Antes mesmo do isolamento social, já se falava na solidão como uma nova epidemia global. Estudos estimam que um terço da população mundial seja afetada, e que uma a cada doze pessoas estejam experimentando estados mais crônicos desta condição. 

Afinal, o que é solidão? Neurocientistas distinguem o "estar só" da "solidão". Estar só é um efeito do estilo de vida moderno, especialmente ocidental. Em pouco menos de um século, as famílias se tornaram mais nucleares, menores e indivíduos começaram a se mudar constantemente por causa do trabalho. Nos Estados Unidos, uma a cada quatro pessoas mora sozinha, morar só tornou-se mais comum. A solidão tem a ver com a percepção de isolamento, e a pessoa não precisa estar só, pode haver solidão mesmo em grupos ou multidão.

O sentimento de estar só pode ser até benéfico, pois leva a pessoa a buscar companhia. A solidão, pelo contrário, é identificada pela angústia, se torna mais grave quando o sentimento intensifica o afastamento de contato social, aumentando o sentimento de inadequação do indivíduo. Mais que um desconforto, a solidão pode ser considerada uma doença.

O ser humano é programado para viver em grupos, e existe uma angústia quando está longe de seu grupo, sozinho, ou convivendo com um grupo de pessoas desconhecidas. Antigamente, esses desconhecidos poderiam até matar o indivíduo estranho ao grupo. Hoje, felizmente, leis proíbem isso e vivemos em outra configuração social. Esse sentimento desencadeia uma reação de fuga ou luta, com estado de hiper vigilância, que torna as pessoas sozinhas alertas, ansiosas e em estresse.

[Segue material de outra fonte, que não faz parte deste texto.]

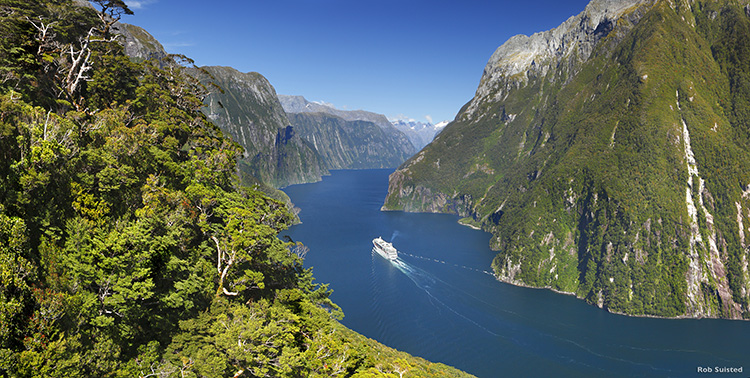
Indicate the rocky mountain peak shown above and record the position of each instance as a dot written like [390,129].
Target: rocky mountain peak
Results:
[522,56]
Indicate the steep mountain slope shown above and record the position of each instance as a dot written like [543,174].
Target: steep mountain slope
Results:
[419,133]
[248,110]
[298,104]
[139,44]
[608,158]
[346,144]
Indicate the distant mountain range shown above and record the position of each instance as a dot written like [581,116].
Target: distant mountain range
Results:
[249,111]
[608,157]
[348,139]
[419,133]
[283,149]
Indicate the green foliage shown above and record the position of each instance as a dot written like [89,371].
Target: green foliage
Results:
[581,174]
[128,246]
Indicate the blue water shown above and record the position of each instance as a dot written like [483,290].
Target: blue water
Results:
[439,302]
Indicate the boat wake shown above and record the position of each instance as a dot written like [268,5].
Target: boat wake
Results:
[432,286]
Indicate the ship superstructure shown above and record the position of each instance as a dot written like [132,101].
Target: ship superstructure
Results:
[385,249]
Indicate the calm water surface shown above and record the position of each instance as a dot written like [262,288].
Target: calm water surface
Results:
[439,302]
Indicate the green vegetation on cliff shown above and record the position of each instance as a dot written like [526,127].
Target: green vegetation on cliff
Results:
[620,176]
[346,144]
[128,247]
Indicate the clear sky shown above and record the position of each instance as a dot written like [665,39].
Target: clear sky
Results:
[418,59]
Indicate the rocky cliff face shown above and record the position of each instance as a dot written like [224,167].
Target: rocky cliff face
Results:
[419,133]
[139,44]
[298,104]
[249,111]
[606,157]
[346,144]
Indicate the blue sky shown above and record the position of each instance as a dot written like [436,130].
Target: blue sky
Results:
[402,58]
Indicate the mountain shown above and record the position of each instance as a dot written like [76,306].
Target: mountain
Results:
[246,108]
[419,133]
[139,44]
[298,104]
[608,157]
[129,246]
[346,144]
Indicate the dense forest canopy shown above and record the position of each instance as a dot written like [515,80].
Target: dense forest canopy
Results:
[127,245]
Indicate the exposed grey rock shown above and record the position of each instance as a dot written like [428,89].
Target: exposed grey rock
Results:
[298,104]
[522,57]
[139,43]
[419,133]
[249,111]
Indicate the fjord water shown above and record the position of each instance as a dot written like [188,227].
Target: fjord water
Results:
[438,301]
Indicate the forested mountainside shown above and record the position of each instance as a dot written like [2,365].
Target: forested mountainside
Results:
[398,140]
[128,246]
[245,106]
[344,144]
[419,133]
[609,158]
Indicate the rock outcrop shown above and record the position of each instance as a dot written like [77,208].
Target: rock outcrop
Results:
[607,158]
[346,144]
[248,110]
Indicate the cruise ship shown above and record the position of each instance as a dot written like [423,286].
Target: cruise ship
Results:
[385,249]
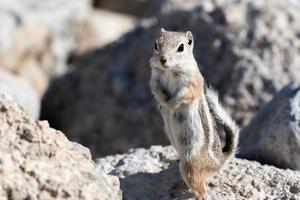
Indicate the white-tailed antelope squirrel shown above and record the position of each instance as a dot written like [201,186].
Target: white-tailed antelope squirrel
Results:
[191,112]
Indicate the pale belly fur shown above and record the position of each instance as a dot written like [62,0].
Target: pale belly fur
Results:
[183,127]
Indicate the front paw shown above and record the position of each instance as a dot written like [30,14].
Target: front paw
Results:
[172,104]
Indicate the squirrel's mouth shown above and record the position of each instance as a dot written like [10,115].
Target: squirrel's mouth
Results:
[165,66]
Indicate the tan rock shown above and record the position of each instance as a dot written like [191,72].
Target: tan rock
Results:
[153,174]
[38,162]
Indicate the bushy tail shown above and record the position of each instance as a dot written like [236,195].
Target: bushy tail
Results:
[220,115]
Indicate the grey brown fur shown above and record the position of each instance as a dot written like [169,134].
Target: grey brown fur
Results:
[191,112]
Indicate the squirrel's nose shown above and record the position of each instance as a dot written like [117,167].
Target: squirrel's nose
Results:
[163,59]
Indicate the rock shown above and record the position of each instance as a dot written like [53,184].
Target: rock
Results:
[38,37]
[153,174]
[109,86]
[101,28]
[273,137]
[38,162]
[21,91]
[134,7]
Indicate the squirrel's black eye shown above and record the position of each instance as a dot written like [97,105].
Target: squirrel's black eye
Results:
[180,48]
[155,46]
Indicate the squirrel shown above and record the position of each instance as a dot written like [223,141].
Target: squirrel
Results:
[191,111]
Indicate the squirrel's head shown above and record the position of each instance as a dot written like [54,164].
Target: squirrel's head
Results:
[172,50]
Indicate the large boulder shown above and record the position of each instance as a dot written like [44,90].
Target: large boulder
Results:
[153,174]
[22,93]
[38,162]
[273,137]
[37,37]
[109,87]
[101,28]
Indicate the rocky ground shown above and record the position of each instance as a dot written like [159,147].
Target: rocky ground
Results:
[83,66]
[243,48]
[153,174]
[38,162]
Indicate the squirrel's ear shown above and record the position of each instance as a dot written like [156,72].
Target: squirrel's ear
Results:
[162,30]
[189,35]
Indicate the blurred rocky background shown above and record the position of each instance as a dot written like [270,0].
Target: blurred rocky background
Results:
[82,65]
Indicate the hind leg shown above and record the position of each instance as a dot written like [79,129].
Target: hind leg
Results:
[199,187]
[195,180]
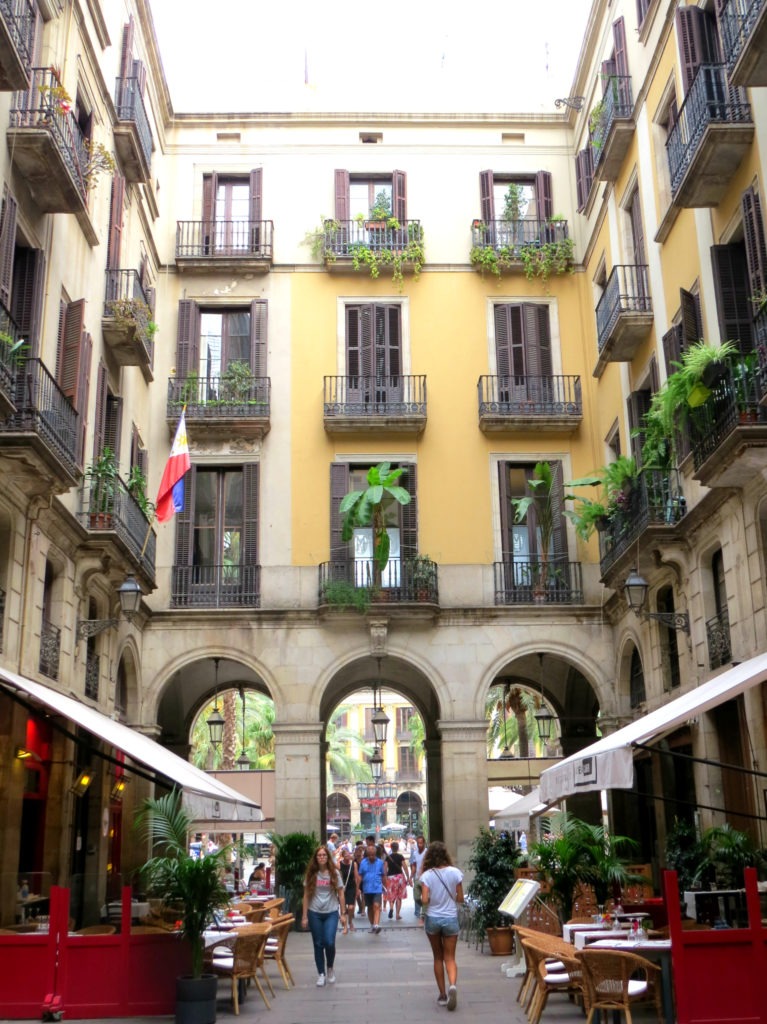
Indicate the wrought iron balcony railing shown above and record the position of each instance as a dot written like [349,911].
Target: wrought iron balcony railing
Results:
[224,239]
[525,394]
[718,640]
[19,17]
[216,587]
[711,99]
[529,581]
[129,107]
[393,395]
[227,396]
[43,409]
[654,500]
[616,102]
[39,108]
[108,506]
[627,291]
[403,580]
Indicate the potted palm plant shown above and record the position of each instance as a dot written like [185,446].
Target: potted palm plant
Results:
[192,884]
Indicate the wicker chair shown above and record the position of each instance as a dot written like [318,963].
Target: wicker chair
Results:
[615,980]
[244,962]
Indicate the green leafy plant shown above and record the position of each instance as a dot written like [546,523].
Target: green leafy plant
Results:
[194,885]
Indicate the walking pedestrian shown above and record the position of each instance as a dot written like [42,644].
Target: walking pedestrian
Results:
[441,892]
[372,875]
[323,901]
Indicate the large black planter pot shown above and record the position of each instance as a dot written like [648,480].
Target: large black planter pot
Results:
[196,999]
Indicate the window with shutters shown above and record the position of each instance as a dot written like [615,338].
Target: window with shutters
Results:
[217,538]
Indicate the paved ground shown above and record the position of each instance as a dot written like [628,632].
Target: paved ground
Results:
[388,976]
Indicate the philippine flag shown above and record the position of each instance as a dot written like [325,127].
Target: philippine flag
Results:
[170,495]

Tempos de isolamento social pelo coronavírus

O momento de quarentena que vivemos aproxima-se muito da condição de solidão. O isolamento social torna as pessoas reclusas, sem contato social, com aumento da ansiedade e tristeza. A grande diferença é que o isolamento da quarentena é temporário! Lembrando que solidão crônica é sobre o indivíduo que aumenta o estresse ao pensar em aproximação social e se isola cada vez mais. Vamos ver alguns estudos sobre esse tipo de solitude.

A quarentena levou as pessoas ao afastamento de suas redes de apoio, relações familiares e de trabalho, sem contar com outros grupos como de práticas esportivas ou o grupo da cervejinha. O ser humano sem contato social acaba ficando mais propenso ao sentimento de solidão. E mesmo com a reabertura, ainda passaremos um bom tempo em distância "segura" uns dos outros para evitar a propagação do coronavírus. Assim, esse isolamento será prolongado ainda.

Solidão não faz bem para a saúde. Em estudo de meta análise com mais de 300 mil pessoas, a pesquisadora Holt-Lunstad validou a evidência de mais de cem estudos no tema. A quantidade e qualidade das relações sociais impactam não apenas a saúde mental, mas também na longevidade das pessoas. É um fator de risco independente para morbidade e mortalidade. Os cientistas concluíram que o impacto da solidão na saúde é equivalente ao do cigarro. Outro estudo revelou que a chance de ter um evento cardiovascular aumenta com a solidão e isolamento social.

A pílula para a solidão

Já que os efeitos estressores da solidão são deletérios para a saúde, como fazer para reverter ou mitigar a solidão?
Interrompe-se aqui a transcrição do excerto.